Not in Kansas Anymore- Epistemological Growth

Not in Kansas Anymore
One of the results of my being here that I’ve noticed is that, through a combination of reading, practice, exposure, encounter, and coming into my own, I am allowing myself to be disabused of the heavy Western bias towards a reductionist scientific materialism. In other words, a shortchanging, neglect, or total discounting of the inner/spiritual/energetic/invisible realms, worlds, and deep/subtle reality. Suffice it to say that in my accounting class we never listed ‘soul’ in the asset column, which is too bad, because it doesn’t need to be amortized...People are so quick to talk about ‘believing’ or not ‘believing’ in ‘God’ or spirituality or anything more than the gross (as in conspicuous) level of physicality/materiality.

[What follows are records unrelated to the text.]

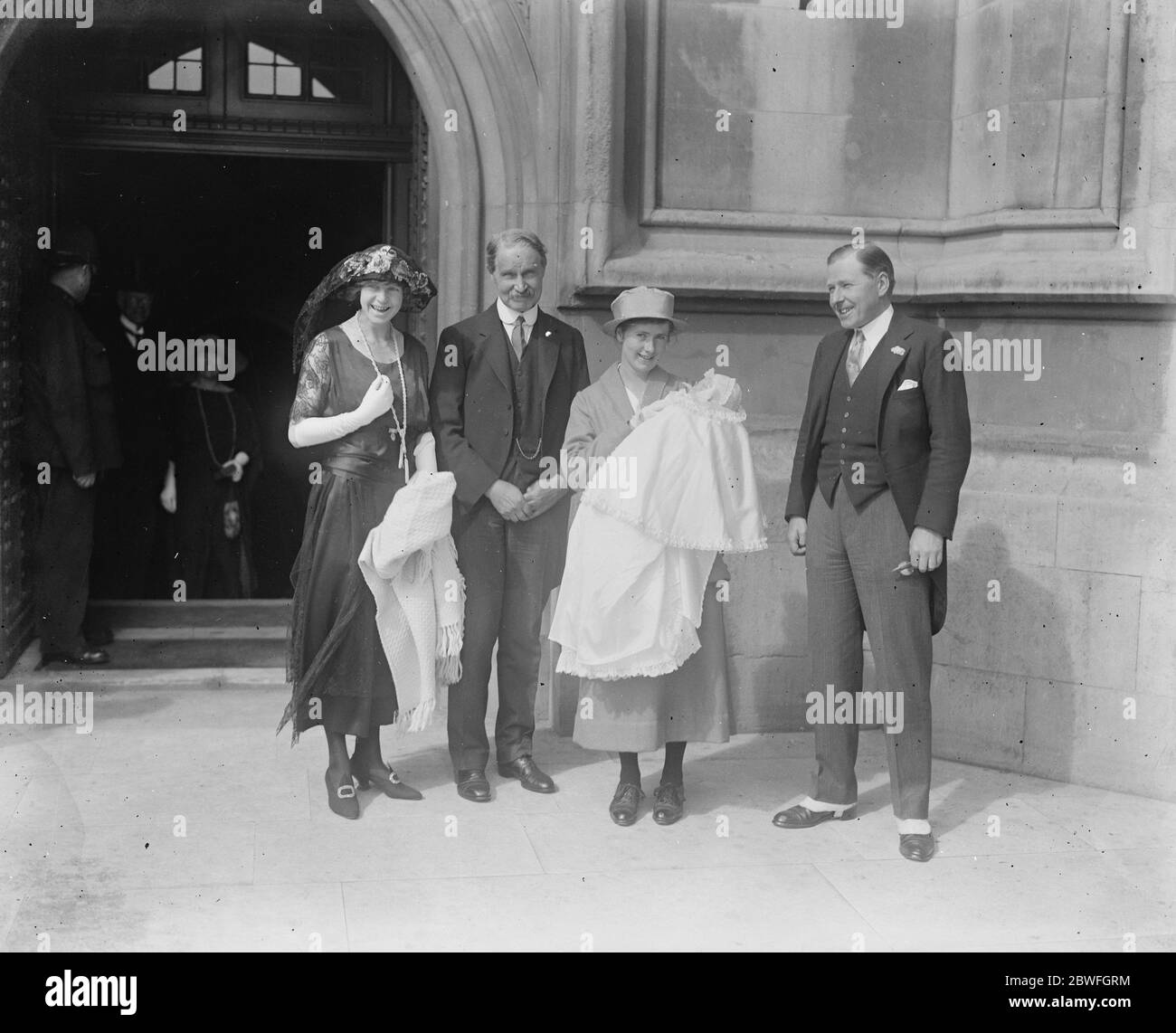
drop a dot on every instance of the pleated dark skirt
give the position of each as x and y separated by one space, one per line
336 661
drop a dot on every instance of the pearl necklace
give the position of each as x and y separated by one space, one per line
401 427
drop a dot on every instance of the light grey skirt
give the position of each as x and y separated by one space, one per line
689 705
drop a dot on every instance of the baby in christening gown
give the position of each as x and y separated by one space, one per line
641 547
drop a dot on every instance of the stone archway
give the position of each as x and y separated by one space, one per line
470 66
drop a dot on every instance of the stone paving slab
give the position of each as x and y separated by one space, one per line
183 822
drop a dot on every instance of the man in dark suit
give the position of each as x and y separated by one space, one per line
880 460
501 393
70 439
128 508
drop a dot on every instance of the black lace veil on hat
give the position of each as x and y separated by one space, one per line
381 261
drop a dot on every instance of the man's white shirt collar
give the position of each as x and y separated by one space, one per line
508 317
874 331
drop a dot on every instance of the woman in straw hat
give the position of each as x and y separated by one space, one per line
634 715
361 393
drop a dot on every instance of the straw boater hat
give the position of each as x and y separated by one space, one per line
643 302
379 262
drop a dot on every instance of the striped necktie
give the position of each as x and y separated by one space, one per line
854 359
518 336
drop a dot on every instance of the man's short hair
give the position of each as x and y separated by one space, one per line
870 257
510 238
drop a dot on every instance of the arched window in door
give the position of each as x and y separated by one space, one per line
307 69
185 74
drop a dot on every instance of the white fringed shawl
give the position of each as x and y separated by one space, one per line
411 564
674 492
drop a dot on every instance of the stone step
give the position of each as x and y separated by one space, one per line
142 621
193 662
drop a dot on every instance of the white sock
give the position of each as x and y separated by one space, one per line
916 826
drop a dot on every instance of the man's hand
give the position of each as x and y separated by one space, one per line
798 535
540 498
508 500
925 550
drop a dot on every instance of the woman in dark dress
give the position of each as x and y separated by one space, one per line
364 394
212 469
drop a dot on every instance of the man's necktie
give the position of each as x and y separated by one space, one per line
854 359
518 336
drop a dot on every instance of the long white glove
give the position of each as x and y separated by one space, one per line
321 430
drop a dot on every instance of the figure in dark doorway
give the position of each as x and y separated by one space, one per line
70 441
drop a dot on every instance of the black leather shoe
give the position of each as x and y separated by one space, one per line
386 781
916 846
471 785
528 773
86 658
669 801
341 797
626 801
802 818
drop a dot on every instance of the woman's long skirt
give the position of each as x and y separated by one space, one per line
690 705
336 660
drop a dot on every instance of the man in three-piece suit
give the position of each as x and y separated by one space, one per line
501 393
128 509
880 460
70 441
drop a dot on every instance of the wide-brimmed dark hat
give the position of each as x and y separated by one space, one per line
377 264
73 246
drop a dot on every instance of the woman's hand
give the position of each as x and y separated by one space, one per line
376 402
508 500
238 462
167 497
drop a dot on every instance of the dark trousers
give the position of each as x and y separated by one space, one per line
60 568
125 521
504 564
853 588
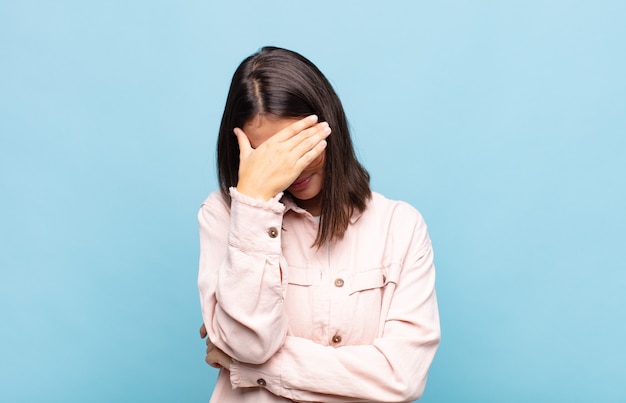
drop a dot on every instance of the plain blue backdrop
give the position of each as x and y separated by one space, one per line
504 122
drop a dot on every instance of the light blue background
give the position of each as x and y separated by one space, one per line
502 121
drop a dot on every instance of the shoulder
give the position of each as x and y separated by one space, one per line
214 200
394 210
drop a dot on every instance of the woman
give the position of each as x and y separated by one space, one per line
313 288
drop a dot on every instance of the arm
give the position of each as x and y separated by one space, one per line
240 283
393 368
239 278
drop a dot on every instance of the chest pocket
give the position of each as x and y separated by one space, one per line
303 276
367 280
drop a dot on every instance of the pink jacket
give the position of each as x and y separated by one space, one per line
355 321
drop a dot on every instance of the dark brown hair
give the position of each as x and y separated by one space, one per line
283 83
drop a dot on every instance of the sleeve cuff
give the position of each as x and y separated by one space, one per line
255 224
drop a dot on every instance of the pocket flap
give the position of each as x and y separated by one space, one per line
302 276
367 280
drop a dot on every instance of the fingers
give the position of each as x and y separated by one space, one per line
217 358
296 128
309 146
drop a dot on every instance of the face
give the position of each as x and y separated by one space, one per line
307 188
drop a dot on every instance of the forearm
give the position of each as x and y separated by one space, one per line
241 288
389 370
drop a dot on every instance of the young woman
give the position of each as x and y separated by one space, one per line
313 288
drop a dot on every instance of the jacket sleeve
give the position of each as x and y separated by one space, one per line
393 368
240 284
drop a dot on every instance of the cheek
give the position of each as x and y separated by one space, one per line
317 163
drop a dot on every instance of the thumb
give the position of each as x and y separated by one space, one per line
244 143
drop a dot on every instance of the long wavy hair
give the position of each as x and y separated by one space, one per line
285 84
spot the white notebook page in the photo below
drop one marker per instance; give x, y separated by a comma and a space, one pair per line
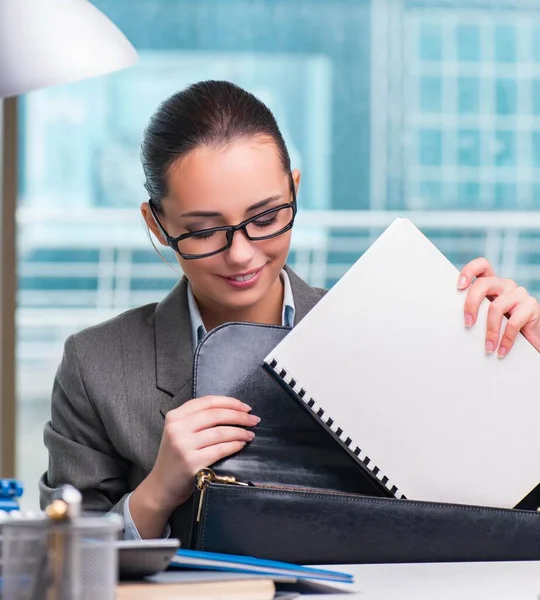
387, 356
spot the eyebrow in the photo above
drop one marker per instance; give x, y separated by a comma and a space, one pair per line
253, 207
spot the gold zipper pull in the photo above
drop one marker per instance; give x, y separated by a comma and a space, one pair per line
206, 476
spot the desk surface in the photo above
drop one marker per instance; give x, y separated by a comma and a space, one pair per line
451, 581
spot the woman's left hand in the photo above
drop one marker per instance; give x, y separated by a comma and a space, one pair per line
507, 298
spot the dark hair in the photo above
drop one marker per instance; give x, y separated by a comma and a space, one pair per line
208, 113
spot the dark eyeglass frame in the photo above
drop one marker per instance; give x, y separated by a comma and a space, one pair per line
229, 229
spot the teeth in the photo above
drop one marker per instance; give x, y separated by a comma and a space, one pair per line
245, 277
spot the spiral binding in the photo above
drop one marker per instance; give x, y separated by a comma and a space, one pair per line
342, 436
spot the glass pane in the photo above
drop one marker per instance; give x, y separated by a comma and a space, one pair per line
431, 41
430, 147
469, 148
468, 42
431, 94
468, 94
505, 96
505, 43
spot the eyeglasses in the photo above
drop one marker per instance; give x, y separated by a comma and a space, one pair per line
207, 242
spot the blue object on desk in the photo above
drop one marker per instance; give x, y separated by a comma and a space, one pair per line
10, 491
196, 559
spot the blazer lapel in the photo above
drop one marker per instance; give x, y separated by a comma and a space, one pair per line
305, 297
174, 347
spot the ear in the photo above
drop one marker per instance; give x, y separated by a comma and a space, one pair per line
151, 223
296, 179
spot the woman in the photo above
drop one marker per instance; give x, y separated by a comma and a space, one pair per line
223, 196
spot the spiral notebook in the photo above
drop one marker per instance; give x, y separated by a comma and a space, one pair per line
386, 365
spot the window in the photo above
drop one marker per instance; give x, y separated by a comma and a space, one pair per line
468, 145
505, 43
505, 149
468, 91
431, 41
505, 96
468, 43
430, 147
431, 94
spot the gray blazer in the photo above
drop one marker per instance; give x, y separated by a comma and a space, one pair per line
116, 382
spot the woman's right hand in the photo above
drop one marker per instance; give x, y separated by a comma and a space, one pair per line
196, 435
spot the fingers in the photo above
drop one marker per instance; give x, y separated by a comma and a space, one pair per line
220, 435
205, 403
497, 309
479, 267
219, 416
521, 315
480, 289
210, 455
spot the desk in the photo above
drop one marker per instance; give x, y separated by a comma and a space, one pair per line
451, 581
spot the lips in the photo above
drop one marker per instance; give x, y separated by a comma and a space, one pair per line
244, 280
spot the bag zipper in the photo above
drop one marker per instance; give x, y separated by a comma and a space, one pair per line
207, 476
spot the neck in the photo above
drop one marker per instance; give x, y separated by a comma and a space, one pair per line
267, 311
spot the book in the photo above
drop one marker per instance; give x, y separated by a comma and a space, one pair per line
197, 585
195, 559
386, 365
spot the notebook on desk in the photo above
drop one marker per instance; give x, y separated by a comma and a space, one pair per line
386, 365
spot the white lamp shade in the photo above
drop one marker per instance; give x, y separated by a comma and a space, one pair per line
49, 42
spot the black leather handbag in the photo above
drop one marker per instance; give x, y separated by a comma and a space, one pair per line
294, 495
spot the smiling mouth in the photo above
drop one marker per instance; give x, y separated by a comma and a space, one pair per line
247, 277
244, 280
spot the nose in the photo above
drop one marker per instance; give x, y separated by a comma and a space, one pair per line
241, 251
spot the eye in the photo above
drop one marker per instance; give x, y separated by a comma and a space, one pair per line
266, 222
202, 235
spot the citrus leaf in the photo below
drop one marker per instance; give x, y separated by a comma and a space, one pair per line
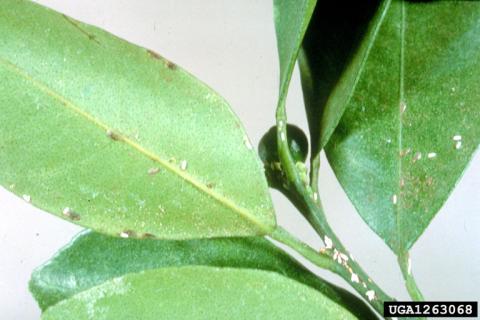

The whole issue becomes a matter of ‘belief,’ a result, I believe, of the Enlightenment approach and understanding (or misunderstanding, or simplification) of religion and apotheosis of reason. Why do we so readily accept ourselves as being real, solid, relatively static? Perhaps the lack is in our sensitivity rather than the absence on the part of Reality? Perhaps we’re lost in ideas and misconceptions? Perhaps the metaphysical can actually be experienced, as all mystical traditions attest? I’d highly suggest reading Ken Wilber, very accessible in his short book “A Theory of Everything,” which goes a long way to help reconcile a lot of things.